A mad roller coaster ride, in the first person, of Clough's drive, ruthlessness, paranoia, heavy drinking.
Clough regarded Leeds, his nemesis in previous teams he managed, as a rough team who used gamesmanship and outright cheating to win, telling the players on his first day 'you might as well throw all those cups and trophies in the biggest fucking bin you can find, because as far as I'm concerned, you won them all by cheating'.
He replaced another long term nemesis, Don Revie, who went to manage England, Clough apparently taking a sledgehammer to Revies's old desk.
Revie of the secret players dossiers, suspicion of backhanders to officials.

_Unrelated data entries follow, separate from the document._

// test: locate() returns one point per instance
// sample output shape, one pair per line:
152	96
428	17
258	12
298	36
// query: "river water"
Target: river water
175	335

The great strength of this book, is that ordinarily I could not give a stuff about football, or sport in general, much less read a fictionalised account of a true period.
But this is a Dave Peace work, a startling writer who has a great sense of the time and place he writes about.
Now living in Japan, Peace grew up in the place and period this book is set.

Previously, I've read his fictionalised, searing account of the 1984/5 Miners Strike, 'GB84', and the first of his 'Chapeltown trilogy', '1974', (followed by '1977', '1980' and '1983', set against murder and corruption in Yorkshire, England, in these years, where in real life the notorious serial killer Peter Sucliffe, AKA 'The Yorkshire Ripper' preyed upon female victims from (at least) 1974, to his inadvertent capture in 1981.

Peace's style is close to US writer 'James Ellroy'.
'The Damned United' has, even though I'm only midway through it, my highest possible recommendation.